Persicaria hydropiperoides, commonly called swamp smartweed, mild waterpepper, false waterpepper, or sometimes simply waterpepper, is a species of flowering plant in the buckwheat family. It has a widespread distribution across much of North America and South America. Its preferred habitat is in moist, saturated to inundated soils growing in full sun to partial shade; such as swamp forests, marshes, streams, shorelines, and ditches.' It is sometimes semi-aquatic.

Swamp smartweed is quite variable and is sometimes divided into several varieties, some of which may be better treated as species in their own right.

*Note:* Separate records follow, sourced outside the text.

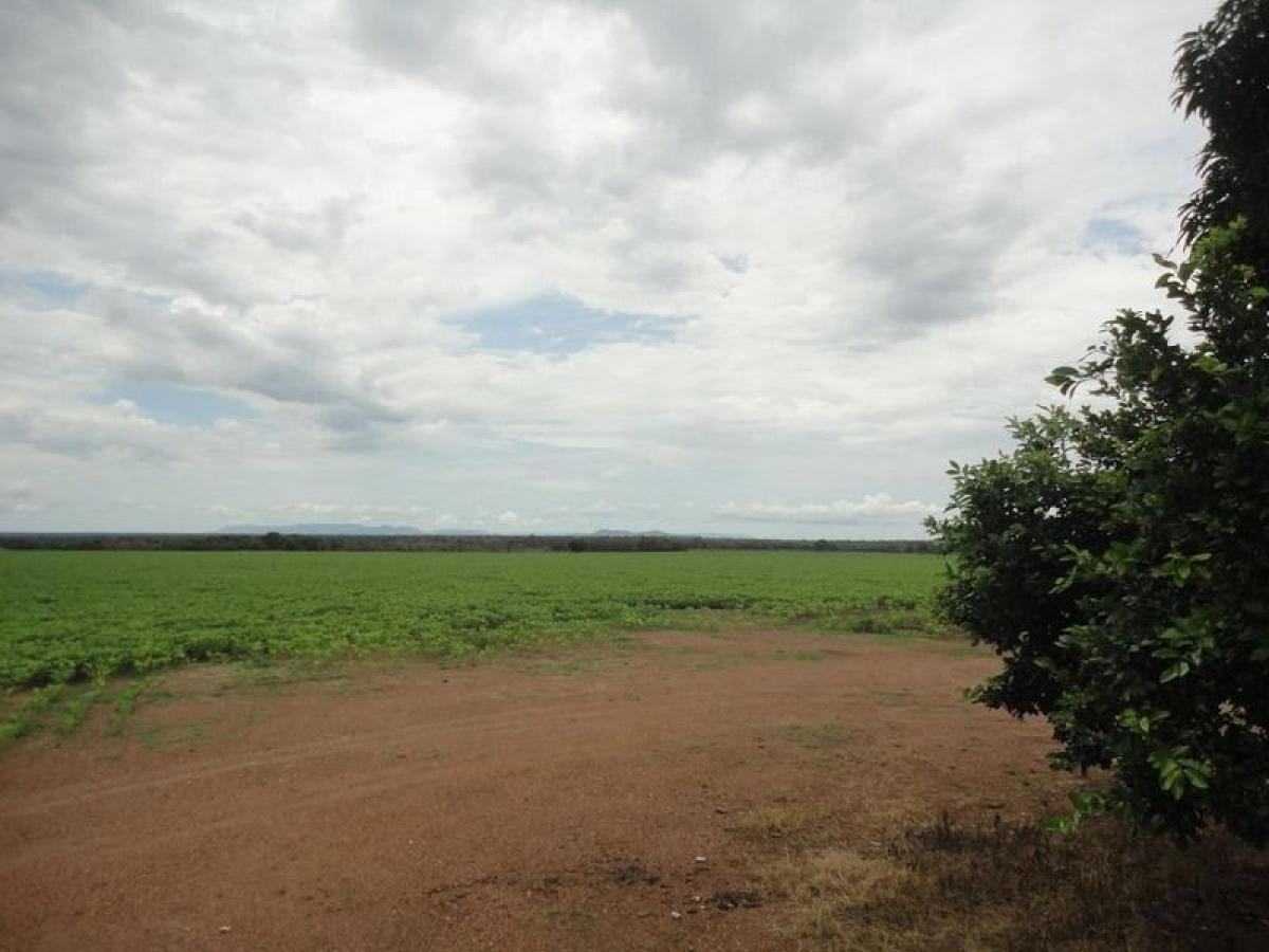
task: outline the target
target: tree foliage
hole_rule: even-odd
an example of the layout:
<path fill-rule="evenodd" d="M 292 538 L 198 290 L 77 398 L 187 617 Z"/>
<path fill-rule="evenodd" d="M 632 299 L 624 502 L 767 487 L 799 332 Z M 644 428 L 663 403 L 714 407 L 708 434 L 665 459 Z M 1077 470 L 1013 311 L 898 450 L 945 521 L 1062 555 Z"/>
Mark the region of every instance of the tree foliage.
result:
<path fill-rule="evenodd" d="M 1066 768 L 1180 838 L 1209 821 L 1269 843 L 1269 0 L 1228 0 L 1181 41 L 1176 103 L 1212 137 L 1156 258 L 1174 317 L 1124 310 L 1065 396 L 1011 420 L 1014 449 L 950 470 L 931 520 L 942 609 L 1004 669 L 977 699 L 1049 718 Z M 1256 55 L 1259 52 L 1259 56 Z M 1256 126 L 1249 129 L 1245 123 Z"/>

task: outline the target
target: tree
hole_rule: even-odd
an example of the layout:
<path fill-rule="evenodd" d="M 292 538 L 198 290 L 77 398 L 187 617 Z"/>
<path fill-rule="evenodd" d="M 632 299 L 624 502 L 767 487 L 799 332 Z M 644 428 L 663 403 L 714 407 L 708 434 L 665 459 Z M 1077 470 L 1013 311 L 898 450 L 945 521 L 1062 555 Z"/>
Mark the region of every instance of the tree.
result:
<path fill-rule="evenodd" d="M 1227 0 L 1179 48 L 1176 104 L 1207 123 L 1181 264 L 1156 258 L 1190 343 L 1121 311 L 1015 447 L 953 465 L 930 528 L 944 616 L 1004 660 L 982 703 L 1043 715 L 1076 801 L 1184 839 L 1269 843 L 1269 0 Z"/>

In general, swamp smartweed is a rhizomatous perennial herb growing upright or erect and approaching a maximum height of one meter (40 inches). Roots may emerge from nodes on the lower stem. The bristly lance-shaped leaves are around 10 centimeters (4 inches) long. The leaves have sheathing stipules known as ochreae. The spike-like inflorescence produces many pinkish flowers each about 3 millimeters wide.

Swamp smartweed is reported to be edible, as are all species in the genus Persicaria. Although its close relatives Persicaria hydropiper and Persicaria punctata are known to possess a hot or pungent quality when consumed, swamp smartweed is said to lack the same pungency by at least one author.